Young Adults Increasingly Affected By Strokes, New Study
An alarming new report reveals that young and middle aged people are increasingly having more strokes than ever before.
"This is the first study to compare incidence and impacts of stroke between countries on a global scale," Professor Valery Feigin, Director of the National Institute for Stroke and Applied Neurosciences at AUT and lead researcher of the study, said in a news release. "The worldwide stroke burden is growing very fast and there is now an urgent need for culturally acceptable and affordable stroke prevention, management and rehabilitation strategies to be developed and implemented worldwide."
The Auckland University of Technology reported, "Worldwide, there has been a startling 25% increase in the number of stroke cases among people aged 20 to 64 years over the last 20 years. Strokes in this age group now make up 31% of the total number of strokes, compared to 25% before 1990," according to the report "Global and regional burden of stroke during 1990-2010: findings from the Global Burden of Disease Study 2010."
In a more recent report that analyzed data to determine the estimated rate of illness, disability caused by stroke and premature death, researchers found an extensive amount of information.
Researchers looked through data from 21 regions of the world for 1990, 2005, and 2010.
"Numbers of people having a first stroke increased significantly to 16.9 million in 2010 (up by 68%), stroke survivors to 33 million (84% increase), and associated disability and illness to 102.2 million (up by 12%)," reported AUT according to the new analysis. "If present trends continue, stroke deaths, survivors, and disability and illness will more than double by 2030 (to 12 million, 70 million, and 200 million respectively)."
Researchers also found that in low-income and middle-income countries (LMIC) stroke kills more lives, showing a 42% higher mortality rate than in high-income countries.
"This is in part because of a rise in the prevalence of risk factors involving unhealthy diet, high blood pressure, obesity, physical inactivity, and smoking in these countries," reported AUT.
Researchers believe that a plan of educational action should be made globally to reduce the consumption of salt, calories, alcohol and tobacco in individuals, the known detriments to having a stroke.

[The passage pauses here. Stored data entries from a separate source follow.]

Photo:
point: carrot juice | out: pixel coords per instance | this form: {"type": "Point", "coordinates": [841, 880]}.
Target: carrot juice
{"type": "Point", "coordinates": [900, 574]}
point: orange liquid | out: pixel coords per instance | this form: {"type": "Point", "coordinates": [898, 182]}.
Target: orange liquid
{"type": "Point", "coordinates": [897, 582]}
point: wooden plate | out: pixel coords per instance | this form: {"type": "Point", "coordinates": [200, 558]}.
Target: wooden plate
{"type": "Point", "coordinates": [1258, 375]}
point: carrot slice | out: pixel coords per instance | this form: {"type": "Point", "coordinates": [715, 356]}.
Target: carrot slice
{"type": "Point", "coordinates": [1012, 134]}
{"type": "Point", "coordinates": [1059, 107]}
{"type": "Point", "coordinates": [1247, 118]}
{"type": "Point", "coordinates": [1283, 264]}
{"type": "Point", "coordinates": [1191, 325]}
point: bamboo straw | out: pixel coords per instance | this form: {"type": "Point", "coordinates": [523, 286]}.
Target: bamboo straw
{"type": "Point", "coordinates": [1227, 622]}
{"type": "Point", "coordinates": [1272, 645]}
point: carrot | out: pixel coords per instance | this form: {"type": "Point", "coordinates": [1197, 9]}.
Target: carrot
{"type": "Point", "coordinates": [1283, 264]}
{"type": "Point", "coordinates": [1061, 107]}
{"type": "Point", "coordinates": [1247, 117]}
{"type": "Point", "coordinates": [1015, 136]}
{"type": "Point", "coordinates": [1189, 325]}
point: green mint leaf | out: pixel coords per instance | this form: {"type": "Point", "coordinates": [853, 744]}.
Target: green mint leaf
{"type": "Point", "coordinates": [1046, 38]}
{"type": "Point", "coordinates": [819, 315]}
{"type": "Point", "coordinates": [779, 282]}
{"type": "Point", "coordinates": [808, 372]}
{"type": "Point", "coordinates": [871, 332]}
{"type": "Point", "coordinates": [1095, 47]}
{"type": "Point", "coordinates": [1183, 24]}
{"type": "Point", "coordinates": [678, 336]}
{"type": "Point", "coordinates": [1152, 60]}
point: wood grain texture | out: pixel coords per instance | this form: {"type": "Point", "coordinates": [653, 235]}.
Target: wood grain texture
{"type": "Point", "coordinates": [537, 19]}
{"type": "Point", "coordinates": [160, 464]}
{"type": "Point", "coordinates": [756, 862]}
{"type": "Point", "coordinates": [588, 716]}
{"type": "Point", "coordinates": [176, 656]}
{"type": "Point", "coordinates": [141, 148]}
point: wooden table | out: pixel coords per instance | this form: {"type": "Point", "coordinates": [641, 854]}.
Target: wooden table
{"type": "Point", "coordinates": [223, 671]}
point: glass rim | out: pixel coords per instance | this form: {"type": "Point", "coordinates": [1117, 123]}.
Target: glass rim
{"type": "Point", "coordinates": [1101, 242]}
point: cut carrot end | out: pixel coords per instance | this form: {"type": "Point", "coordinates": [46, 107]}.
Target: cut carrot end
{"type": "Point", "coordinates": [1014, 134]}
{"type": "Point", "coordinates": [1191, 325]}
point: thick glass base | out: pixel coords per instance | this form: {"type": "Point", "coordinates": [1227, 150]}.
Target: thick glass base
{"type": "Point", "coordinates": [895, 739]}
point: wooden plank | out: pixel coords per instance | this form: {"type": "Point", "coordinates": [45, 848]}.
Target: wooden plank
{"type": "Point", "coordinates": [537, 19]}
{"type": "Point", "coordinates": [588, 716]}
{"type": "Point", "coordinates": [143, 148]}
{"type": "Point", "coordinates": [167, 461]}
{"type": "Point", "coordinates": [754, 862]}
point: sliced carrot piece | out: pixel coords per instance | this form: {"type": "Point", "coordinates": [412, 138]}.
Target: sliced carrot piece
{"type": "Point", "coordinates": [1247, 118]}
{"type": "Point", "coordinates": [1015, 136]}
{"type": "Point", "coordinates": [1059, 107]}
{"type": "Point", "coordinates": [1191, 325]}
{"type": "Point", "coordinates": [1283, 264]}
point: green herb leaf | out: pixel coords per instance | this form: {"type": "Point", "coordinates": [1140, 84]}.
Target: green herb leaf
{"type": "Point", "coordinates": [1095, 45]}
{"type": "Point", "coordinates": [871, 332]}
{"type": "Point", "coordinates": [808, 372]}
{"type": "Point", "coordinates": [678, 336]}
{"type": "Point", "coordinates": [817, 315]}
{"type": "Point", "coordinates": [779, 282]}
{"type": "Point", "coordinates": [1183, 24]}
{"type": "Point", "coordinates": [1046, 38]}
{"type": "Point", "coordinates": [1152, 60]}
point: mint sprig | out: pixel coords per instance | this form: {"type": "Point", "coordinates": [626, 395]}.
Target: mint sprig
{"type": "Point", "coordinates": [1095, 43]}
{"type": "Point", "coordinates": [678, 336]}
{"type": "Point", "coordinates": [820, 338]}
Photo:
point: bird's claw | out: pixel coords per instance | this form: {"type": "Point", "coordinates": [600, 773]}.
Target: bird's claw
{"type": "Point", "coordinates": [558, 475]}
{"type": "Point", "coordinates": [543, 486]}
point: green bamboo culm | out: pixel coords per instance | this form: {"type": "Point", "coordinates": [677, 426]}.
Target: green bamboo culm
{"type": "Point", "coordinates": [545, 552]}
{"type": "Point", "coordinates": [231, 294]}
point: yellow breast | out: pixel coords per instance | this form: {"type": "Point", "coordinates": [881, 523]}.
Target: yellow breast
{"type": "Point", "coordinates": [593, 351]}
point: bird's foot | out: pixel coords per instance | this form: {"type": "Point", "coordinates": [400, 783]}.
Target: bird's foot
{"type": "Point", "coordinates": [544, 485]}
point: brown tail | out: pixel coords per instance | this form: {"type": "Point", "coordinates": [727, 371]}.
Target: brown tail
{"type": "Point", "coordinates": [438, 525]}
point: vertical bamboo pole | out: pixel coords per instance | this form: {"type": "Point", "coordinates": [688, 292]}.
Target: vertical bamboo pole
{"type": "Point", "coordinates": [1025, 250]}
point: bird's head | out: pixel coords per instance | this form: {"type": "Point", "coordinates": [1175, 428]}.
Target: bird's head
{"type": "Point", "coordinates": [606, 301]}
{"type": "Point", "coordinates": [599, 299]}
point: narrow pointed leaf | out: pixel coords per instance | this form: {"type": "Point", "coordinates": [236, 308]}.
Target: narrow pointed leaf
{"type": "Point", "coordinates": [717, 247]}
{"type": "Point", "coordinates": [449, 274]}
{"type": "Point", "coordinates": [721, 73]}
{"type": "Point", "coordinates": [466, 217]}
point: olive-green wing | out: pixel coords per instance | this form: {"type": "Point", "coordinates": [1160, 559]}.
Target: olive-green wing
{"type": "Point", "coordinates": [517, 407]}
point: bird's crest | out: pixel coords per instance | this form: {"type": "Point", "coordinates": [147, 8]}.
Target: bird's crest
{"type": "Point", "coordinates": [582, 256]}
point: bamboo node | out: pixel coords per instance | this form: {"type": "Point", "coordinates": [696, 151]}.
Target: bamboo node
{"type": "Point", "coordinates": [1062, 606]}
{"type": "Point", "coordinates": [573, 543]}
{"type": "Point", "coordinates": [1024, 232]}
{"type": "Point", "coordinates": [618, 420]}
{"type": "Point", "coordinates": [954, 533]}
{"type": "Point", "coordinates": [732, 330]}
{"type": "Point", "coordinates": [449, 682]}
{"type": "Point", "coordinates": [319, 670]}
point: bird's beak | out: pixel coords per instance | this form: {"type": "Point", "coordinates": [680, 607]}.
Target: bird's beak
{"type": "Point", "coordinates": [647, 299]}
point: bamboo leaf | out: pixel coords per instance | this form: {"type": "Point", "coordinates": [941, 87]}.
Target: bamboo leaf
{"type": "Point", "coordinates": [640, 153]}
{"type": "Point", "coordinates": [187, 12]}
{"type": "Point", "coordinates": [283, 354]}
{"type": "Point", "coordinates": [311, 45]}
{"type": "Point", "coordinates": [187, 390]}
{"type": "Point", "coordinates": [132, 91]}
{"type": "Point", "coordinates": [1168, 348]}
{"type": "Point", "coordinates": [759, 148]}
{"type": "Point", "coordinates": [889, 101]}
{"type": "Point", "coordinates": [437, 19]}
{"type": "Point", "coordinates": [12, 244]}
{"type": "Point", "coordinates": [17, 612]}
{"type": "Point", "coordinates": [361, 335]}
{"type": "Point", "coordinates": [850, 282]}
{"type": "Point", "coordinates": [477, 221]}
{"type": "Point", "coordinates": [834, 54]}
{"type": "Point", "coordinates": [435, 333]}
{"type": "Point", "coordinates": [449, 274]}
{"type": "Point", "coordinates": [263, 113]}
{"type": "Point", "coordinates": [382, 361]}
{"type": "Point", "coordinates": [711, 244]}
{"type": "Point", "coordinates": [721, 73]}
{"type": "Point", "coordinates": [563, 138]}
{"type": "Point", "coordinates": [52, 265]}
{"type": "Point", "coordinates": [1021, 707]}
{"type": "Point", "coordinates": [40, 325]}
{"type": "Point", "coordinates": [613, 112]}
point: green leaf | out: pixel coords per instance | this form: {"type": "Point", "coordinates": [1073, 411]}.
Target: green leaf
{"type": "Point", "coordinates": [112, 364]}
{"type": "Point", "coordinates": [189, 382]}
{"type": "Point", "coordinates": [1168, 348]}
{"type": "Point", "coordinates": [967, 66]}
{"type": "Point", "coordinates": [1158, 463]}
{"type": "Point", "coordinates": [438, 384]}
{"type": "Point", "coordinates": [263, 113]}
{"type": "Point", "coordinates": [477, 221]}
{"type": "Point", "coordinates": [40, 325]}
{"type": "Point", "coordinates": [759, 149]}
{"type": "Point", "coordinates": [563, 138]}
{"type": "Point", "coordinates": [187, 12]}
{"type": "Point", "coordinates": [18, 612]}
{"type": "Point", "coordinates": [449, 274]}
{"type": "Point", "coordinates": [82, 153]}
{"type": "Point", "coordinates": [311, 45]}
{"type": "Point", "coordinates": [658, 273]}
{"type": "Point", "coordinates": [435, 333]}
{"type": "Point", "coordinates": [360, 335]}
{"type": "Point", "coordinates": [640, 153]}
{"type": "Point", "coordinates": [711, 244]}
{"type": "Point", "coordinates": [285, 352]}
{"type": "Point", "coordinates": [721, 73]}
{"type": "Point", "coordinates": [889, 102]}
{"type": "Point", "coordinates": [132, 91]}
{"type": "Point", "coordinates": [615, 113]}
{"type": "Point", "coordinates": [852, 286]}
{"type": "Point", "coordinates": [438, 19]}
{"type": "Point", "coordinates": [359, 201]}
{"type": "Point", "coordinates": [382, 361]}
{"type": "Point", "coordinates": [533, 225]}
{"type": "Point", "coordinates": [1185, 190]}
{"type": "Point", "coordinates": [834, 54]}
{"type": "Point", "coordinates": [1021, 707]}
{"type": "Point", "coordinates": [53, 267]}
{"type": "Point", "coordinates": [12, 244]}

"Despite some improvements in stroke prevention and management in high-income countries, the growth and ageing of the global population is leading to a rise in the number of young and old patients with stroke," said Maurice Giroud, Agnes Jacquin, and Yannick Béjot from the University of Burgundy in France. "Urgent preventive measures and acute stroke care should be promoted in low-income and middle-income countries, and the provision of chronic stroke care should be developed worldwide."
The findings are published in the journal The Lancet.